Abstract INTRODUCTION: The safety and efficacy of a heat shock protein peptide complex- 96 vaccine (HSPPC-96, Prophage) has been previously studied in phase II single-arm trials for the treatment of newly diagnosed and recurrent glioblastoma (GBM). These studies demonstrated modest improvements in survival compared with historical standards. PTEN loss has been recently associated with immunoresistance in GBM patients, mediated in part by B7-H1. PTEN status has not shown clear prognostic value in GBM patients treated with standard of care therapies.
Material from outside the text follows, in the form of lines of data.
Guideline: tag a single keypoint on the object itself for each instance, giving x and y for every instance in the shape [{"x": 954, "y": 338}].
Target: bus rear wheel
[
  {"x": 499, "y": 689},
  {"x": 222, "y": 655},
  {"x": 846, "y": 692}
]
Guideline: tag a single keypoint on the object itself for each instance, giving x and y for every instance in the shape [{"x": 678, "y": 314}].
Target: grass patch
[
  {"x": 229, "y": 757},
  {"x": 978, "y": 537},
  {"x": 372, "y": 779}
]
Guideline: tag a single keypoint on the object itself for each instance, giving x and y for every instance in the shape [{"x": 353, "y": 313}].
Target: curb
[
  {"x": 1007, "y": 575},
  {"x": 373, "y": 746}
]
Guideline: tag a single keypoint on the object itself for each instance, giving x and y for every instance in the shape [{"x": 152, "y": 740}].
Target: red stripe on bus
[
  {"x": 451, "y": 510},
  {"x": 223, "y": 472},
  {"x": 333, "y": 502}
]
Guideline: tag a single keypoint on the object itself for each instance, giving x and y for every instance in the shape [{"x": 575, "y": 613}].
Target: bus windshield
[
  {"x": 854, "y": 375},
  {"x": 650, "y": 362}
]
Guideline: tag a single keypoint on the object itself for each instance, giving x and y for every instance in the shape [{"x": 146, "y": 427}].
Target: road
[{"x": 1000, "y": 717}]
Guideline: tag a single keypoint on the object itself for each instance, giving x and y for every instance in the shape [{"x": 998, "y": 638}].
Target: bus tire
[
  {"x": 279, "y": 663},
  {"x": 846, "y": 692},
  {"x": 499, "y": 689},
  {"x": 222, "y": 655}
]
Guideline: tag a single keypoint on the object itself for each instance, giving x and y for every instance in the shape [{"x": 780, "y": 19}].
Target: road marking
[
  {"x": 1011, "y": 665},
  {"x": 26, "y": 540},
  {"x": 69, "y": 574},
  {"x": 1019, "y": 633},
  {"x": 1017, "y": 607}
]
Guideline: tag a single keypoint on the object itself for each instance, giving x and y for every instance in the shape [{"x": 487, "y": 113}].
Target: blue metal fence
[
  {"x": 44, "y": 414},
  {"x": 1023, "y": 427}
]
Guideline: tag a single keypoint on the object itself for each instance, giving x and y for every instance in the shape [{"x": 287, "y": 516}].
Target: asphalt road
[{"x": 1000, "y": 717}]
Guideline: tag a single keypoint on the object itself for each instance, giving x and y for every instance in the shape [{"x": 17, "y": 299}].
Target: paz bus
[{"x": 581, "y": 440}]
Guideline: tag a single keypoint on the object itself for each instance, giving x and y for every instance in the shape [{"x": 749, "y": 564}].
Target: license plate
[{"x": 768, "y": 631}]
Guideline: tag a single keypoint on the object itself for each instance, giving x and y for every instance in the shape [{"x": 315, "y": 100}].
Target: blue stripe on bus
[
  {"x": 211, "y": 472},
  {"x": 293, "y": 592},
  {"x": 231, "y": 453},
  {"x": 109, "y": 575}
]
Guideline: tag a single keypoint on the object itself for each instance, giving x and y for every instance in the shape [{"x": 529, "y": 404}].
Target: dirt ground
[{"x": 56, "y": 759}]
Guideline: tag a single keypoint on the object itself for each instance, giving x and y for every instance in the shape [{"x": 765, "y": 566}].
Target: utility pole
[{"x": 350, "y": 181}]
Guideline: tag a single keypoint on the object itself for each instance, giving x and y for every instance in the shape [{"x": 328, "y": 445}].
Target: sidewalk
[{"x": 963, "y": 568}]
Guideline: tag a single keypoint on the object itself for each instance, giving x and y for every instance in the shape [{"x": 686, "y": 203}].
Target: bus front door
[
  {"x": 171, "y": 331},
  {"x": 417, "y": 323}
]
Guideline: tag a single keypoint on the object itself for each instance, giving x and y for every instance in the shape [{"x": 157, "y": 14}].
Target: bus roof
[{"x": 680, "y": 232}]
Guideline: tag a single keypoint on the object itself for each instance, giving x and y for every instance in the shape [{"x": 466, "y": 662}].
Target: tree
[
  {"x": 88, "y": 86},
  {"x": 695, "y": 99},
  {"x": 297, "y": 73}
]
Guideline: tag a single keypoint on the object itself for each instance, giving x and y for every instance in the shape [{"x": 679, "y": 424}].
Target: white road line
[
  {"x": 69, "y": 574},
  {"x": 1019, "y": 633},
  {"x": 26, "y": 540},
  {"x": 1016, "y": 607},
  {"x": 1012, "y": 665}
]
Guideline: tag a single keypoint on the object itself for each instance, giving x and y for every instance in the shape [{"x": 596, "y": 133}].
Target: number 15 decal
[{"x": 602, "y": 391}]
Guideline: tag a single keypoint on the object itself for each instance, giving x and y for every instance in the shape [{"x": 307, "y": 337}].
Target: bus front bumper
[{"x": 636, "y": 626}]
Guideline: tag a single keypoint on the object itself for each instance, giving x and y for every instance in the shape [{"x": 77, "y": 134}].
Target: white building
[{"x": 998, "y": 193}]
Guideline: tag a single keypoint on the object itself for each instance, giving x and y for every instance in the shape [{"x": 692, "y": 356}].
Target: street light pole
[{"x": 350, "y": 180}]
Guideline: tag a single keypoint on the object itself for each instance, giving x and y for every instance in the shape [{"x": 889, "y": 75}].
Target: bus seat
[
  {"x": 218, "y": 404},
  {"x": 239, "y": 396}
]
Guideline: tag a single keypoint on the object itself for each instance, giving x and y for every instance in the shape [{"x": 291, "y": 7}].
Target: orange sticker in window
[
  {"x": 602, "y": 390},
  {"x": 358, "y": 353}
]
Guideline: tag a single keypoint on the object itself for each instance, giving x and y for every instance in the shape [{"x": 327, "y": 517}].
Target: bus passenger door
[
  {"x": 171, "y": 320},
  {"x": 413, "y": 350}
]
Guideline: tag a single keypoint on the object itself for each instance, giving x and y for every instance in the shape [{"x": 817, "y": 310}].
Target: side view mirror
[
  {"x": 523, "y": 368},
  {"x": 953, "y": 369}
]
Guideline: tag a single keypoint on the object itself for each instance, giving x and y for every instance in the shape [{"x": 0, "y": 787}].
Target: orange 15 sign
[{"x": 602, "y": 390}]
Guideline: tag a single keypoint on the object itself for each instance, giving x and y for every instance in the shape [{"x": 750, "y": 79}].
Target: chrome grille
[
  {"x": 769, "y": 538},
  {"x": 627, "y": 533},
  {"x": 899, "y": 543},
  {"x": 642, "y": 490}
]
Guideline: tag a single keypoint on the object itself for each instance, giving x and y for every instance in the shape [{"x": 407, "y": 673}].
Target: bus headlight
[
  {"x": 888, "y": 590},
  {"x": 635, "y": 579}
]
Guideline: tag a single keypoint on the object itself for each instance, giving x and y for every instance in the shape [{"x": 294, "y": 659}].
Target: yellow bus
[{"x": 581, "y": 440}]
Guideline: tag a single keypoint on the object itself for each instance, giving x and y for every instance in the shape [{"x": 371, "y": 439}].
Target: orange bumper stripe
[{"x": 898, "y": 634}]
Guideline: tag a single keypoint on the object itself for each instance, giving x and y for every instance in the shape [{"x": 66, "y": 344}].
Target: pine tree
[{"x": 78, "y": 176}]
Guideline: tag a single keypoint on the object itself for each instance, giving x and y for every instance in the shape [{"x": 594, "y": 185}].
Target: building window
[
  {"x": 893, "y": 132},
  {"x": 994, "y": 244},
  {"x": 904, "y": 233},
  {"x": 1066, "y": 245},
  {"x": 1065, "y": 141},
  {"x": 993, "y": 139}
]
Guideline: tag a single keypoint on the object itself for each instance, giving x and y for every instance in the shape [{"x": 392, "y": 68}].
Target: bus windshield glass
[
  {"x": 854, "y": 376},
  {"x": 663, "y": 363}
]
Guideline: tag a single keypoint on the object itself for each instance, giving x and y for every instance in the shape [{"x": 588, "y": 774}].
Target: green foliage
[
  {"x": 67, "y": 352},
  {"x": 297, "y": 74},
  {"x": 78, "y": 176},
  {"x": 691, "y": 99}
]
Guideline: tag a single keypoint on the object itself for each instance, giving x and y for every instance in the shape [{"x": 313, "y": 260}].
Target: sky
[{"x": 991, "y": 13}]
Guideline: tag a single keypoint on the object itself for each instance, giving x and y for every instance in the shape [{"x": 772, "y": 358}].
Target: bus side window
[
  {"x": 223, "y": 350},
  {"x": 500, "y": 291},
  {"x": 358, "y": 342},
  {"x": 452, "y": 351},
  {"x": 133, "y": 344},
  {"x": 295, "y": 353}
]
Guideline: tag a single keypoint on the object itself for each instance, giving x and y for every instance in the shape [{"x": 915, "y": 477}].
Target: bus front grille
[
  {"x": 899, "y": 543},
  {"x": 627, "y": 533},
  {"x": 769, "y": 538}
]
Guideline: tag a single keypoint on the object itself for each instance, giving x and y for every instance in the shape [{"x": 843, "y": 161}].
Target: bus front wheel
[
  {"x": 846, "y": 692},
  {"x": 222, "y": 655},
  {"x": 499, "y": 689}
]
The aim of this study is to evaluate the prognostic significance of PTEN status in newly diagnosed GBM patients treated with autologous HSP vaccine and standard chemoradiation.

METHODS

Our institutional cohort of patients enrolled in a single arm, phase II study of adult GBM patients treated with autologous HSP vaccine and standard chemoradiation (n=27) was analyzed. Differences in overall survival (OS) by PTEN status were evaluated via Kaplan-Meier curves and Log-rank test.

RESULTS

Median overall survival (n=27) was 26 months. 23 patients had PTEN status available. PTEN loss was found in 16 patients (69.6%) whereas retained PTEN was present in 7 patients (30.4%). Median OS was 59 months (95% CI, 0–120 months) in patients with retained PTEN and 23 months (95% CI, 15–30 months) in patients with PTEN loss. The difference in OS was statistically significant (p=0.037). CONCLUSION: Retained PTEN expression was associated with extended survival in GBM patients treated with HSP vaccine. This finding suggests that PTEN loss may be associated with resistance to vaccine treatment and emphasizes the need for subgroup analysis in further immunotherapy studies.